Parmi les priorités du PASER, on retrouve la gestion durable des ressources en eau, le renforcement des capacités locales et l’amélioration des conditions de vie des populations exposées aux risques climatiques. Sécheresses prolongées, inondations récurrentes et dégradation des sols n’épargnent plus aucune région, rendant ces investissements indispensables pour préserver l’avenir des Tchadiens.

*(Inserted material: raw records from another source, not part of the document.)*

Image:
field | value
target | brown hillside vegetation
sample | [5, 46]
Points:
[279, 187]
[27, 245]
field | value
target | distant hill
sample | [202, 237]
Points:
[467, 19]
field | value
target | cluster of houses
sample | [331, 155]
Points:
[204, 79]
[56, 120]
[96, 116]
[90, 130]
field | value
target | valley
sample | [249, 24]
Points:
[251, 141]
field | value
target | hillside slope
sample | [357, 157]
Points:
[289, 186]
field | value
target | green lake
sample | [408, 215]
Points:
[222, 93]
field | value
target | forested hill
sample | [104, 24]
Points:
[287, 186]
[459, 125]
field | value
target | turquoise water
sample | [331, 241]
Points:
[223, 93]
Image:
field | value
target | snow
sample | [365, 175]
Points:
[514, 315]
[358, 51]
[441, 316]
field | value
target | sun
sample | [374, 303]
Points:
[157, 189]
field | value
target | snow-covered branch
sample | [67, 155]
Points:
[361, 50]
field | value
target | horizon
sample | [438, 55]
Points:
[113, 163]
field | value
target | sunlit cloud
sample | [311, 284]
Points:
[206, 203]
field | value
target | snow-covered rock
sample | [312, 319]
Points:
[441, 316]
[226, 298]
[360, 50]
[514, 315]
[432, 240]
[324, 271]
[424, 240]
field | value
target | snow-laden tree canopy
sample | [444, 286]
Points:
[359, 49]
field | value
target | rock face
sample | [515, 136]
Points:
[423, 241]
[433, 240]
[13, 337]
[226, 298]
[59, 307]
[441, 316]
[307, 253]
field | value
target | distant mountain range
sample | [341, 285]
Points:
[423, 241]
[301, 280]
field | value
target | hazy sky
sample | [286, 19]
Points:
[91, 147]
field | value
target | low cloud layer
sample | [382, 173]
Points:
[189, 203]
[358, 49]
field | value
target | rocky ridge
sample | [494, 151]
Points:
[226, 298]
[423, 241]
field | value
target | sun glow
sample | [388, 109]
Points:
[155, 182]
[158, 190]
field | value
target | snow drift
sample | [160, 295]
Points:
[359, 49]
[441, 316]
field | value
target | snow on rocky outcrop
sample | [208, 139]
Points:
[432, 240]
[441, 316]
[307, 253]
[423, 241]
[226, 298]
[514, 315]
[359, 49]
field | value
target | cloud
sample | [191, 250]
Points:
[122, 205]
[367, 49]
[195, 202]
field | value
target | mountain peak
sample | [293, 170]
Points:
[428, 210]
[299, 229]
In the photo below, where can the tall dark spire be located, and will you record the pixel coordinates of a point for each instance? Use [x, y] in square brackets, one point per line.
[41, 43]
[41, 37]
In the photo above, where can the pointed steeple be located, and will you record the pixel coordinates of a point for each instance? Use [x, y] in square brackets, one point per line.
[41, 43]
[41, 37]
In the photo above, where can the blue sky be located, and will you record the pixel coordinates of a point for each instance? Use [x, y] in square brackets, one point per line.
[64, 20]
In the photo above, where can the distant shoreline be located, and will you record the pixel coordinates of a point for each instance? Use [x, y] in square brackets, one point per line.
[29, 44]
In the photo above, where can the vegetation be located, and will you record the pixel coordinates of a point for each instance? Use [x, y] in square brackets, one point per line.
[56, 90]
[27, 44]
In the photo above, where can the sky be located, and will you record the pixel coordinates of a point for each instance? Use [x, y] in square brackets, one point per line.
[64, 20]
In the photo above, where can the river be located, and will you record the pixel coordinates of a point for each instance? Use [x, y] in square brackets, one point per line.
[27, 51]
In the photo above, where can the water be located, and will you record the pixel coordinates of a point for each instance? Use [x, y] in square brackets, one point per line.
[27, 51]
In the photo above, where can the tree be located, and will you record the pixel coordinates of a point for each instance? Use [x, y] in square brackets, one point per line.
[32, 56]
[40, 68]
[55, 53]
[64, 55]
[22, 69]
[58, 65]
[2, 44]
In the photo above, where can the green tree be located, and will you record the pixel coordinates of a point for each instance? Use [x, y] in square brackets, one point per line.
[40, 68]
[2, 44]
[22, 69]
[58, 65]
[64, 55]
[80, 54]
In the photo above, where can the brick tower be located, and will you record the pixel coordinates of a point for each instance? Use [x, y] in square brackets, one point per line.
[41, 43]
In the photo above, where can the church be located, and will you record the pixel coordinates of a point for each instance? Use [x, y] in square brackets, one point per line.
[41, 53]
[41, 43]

Plus de 1 million de personnes, dont plus de 50 % de femmes, devraient directement bénéficier de ces mesures.
Farouk Mollah Banna, représentant résident de la Banque mondiale au Tchad, souligne l’importance de cette initiative : « Dans un contexte où les ressources en eau sont de plus en plus disputées et où plus de 1,3 million de réfugiés soudanais ont traversé la frontière pour se mettre à l’abri, ce projet permettra de rétablir un accès équitable à l’eau et de restaurer l’espoir dans des communautés en détresse. Il s’attaque aux racines des conflits, comme les inégalités régionales et la rareté des opportunités économiques, tout en protégeant les ressources naturelles. » Une part significative du financement, soit 80 millions de dollars, provient de la Fenêtre pour les communautés hôtes et les réfugiés (WHR).
Ce projet s’inscrit en parfaite adéquation avec le Plan national de développement « Chad Connexion 2030 – Programme 15 », qui marque la volonté du gouvernement tchadien de passer d’une logique d’assistance humanitaire à une approche intégrée axée sur le développement et la résilience. L’objectif est clair : créer des conditions durables pour que les populations puissent se reconstruire et prospérer en dépit des défis climatiques et des crises migratoires.
Hawa Cissé Wagué, directrice de division par intérim de la Banque mondiale pour le Tchad, ajoute : « Cette opération illustre comment les investissements dédiés au développement peuvent servir de leviers pour la paix et la prévention des conflits dans des environnements parmi les plus fragiles au monde. Elle accompagne le Tchad dans sa quête d’une résilience accrue, d’une stabilité renforcée et d’une inclusion sociale élargie. » Environ un million de Tchadiens, issus à la fois des communautés locales et des populations réfugiées, profiteront des infrastructures résilientes mises en place, avec une attention particulière portée à l’inclusion des femmes.
Les provinces accueillant des réfugiés ainsi que la capitale, N’Djamena, figurent parmi les zones prioritaires du projet, aux côtés d’autres localités particulièrement vulnérables. Ce financement marque une étape décisive vers un Tchad mieux préparé aux défis climatiques et sociaux de demain.